Merci Laurent Gaudé, pour ce roman d'actualité enlevé et construit.

Livre choral à mi-parcours entre les deux pans d'une méditerranée limes, frontière vague au sens latin, no man's land absurde, désert des Tartares liquide à la Dino Buzzati, ce récit est aussi un entre deux stylistique. Témoignage d'un drame contemporain essentiel, parfois oublié au profit de la crise Covid, alors que les bouleversements qui en résultent sur notre société-monde en sont peut-être plus grands.... près de 300 millions de personnes en errance... il offre aussi l'occasion d'une réflexion philosophique renouvelée sur la lutte, l'espérance, l'humanité active ; face à l'indifférence coupable et molle qui nous saisit, nous, sédentaires repus, face aux barbelés et au sens de vivre... ou survivre.

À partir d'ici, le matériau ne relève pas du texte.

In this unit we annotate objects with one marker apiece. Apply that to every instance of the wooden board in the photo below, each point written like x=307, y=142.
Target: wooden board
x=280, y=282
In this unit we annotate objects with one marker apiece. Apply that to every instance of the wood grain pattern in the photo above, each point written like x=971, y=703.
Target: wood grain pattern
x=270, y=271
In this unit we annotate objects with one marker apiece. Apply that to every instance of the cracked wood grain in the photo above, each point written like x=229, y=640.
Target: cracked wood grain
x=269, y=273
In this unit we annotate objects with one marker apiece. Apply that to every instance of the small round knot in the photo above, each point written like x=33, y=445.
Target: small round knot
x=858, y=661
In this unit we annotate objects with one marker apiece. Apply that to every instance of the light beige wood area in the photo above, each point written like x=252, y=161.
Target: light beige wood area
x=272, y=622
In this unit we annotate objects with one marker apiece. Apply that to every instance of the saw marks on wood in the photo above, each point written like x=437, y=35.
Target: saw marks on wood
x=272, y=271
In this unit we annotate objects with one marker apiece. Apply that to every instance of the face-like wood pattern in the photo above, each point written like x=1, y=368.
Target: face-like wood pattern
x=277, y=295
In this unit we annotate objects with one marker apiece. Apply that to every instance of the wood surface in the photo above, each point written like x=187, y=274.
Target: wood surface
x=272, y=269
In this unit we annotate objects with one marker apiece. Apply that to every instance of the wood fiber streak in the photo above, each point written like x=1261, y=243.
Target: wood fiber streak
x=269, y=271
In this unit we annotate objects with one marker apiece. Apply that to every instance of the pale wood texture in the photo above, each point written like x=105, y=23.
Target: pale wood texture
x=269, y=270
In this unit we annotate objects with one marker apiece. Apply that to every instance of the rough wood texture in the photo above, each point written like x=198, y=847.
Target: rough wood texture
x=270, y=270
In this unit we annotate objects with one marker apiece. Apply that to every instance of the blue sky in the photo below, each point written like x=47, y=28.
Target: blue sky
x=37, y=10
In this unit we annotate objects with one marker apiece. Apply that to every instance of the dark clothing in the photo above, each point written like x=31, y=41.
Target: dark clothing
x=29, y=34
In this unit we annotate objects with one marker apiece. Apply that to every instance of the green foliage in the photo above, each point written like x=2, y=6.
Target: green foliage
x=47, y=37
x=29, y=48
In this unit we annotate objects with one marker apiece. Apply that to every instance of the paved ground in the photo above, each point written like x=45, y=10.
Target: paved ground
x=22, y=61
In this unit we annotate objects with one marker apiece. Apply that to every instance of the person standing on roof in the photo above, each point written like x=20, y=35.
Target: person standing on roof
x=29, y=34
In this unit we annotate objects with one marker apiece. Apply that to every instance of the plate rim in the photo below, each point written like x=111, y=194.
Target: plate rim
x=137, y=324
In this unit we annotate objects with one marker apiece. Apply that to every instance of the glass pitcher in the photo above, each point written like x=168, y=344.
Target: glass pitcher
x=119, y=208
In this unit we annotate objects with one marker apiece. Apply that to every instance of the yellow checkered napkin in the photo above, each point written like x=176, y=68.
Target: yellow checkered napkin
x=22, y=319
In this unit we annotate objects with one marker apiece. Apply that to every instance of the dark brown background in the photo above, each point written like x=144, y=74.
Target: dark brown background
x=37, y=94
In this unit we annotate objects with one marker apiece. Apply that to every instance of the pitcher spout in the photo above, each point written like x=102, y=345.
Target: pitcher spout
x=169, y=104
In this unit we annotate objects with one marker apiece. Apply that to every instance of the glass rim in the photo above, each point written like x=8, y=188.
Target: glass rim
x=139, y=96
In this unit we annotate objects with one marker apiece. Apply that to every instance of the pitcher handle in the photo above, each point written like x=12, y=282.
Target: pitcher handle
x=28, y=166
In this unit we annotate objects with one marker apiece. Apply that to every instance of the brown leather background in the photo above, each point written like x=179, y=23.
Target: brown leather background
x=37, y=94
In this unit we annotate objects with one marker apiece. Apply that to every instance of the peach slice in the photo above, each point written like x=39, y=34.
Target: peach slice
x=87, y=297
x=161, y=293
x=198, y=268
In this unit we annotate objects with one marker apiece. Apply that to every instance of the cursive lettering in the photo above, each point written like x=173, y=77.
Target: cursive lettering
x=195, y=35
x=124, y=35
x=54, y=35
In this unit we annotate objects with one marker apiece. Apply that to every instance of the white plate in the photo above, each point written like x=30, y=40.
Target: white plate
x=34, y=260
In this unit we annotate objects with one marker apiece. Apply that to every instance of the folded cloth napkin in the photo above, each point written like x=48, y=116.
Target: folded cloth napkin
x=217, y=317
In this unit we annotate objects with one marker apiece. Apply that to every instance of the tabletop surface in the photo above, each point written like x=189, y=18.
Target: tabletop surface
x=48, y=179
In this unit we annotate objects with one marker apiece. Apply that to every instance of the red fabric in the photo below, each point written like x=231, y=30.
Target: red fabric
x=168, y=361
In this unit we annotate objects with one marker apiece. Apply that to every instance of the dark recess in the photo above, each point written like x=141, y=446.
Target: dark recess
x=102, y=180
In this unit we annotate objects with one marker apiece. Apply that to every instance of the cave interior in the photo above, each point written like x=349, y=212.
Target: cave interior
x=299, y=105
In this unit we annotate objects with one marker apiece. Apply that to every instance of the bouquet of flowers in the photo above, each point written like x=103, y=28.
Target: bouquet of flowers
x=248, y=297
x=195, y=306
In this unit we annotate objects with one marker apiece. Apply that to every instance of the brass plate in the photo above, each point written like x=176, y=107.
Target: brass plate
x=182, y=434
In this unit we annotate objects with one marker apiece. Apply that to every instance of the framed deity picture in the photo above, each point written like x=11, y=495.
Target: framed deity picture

Au travers du destin de ses deux personnages principaux, Piracci et Soleiman, Laurent Gaudé parvient à situer son roman dans la longue tradition du conte méditerranéen, accents orientaux et italiens se mêlant en une tentative désespérée pour réduire la fracture de nos temps modernes. Les mots simples et beaux ne trahissent cependant pas le propos de l'auteur : dénoncer -dès 2006, 15 ans déjà, et cela dure...- le drame quotidien et insupportable d'inhumanité de corps jonchant nos plages européennes, tas de vêtements roulés par le sel et le malheur , rapidement enlevés pour ne pas polluer l'odeur rassurante des huiles solaires.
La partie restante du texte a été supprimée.